Testimony was provided.
• Mr. Graves co-lead a team of Brattle analysts to assess the relative influence of different factors
that were affected by the"Polar Vortex" cold snap of early 2014 that caused dramatic spikes in
local power and gas prices in parts of the mid-Atlantic and northeastern US. The risks of similar
recurring events were assessed in light of pending expansions of the electric and gas
transmission grids, as well as likely coal plant retirements.

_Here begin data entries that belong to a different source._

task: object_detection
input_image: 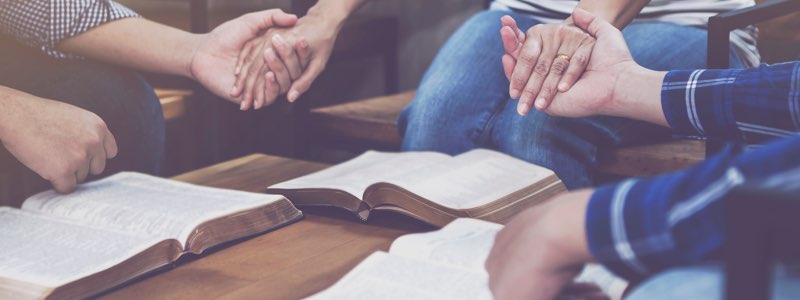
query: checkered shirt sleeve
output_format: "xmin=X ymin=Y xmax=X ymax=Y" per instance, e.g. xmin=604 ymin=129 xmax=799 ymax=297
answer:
xmin=0 ymin=0 xmax=138 ymax=58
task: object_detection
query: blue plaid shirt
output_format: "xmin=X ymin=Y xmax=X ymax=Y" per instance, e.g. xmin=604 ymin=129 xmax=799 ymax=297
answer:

• For the Board of Directors or executive management teams of several utilities, Mr. Graves has
lead strategic retreats on disruptive issues facing the electric industry in the future and how a
utility should choose which risks and opportunities to embrace vs.avoid.
• Air quality and other power plant environmental regulations were tightened considerably in
the period from about 2014-2018. Mr. Graves has co-developed a market and financial model
for determining what power plants are most likely to retire vs.retrofit with new environmental
controls, and how much this may alter their profitability. This has been used to help several
power market participants assess future capacity needs,as well as to adjust their price forecasts
for the coming decade.
• Successful merchant power plant development and financing depends in part on obtaining a
long term power purchase agreement. Mr. Graves directed a study of what pricing points and
risk-sharing terms should be attractive to potential buyers of long-term power supply contracts
from a large baseload facility.
• Many utilities are pursuing smart meters and time-of-use pricing to increase customer ability
to consume electricity economically. Mr. Graves has led a study of the costs and benefits of
different scales and timing of installation of such meters, to determine the appropriate pace.
He has also evaluated how various customer incentives to increase conservation and demand
response might be provided over the internet, and how much they might increase the
participation rates in smart meter programs.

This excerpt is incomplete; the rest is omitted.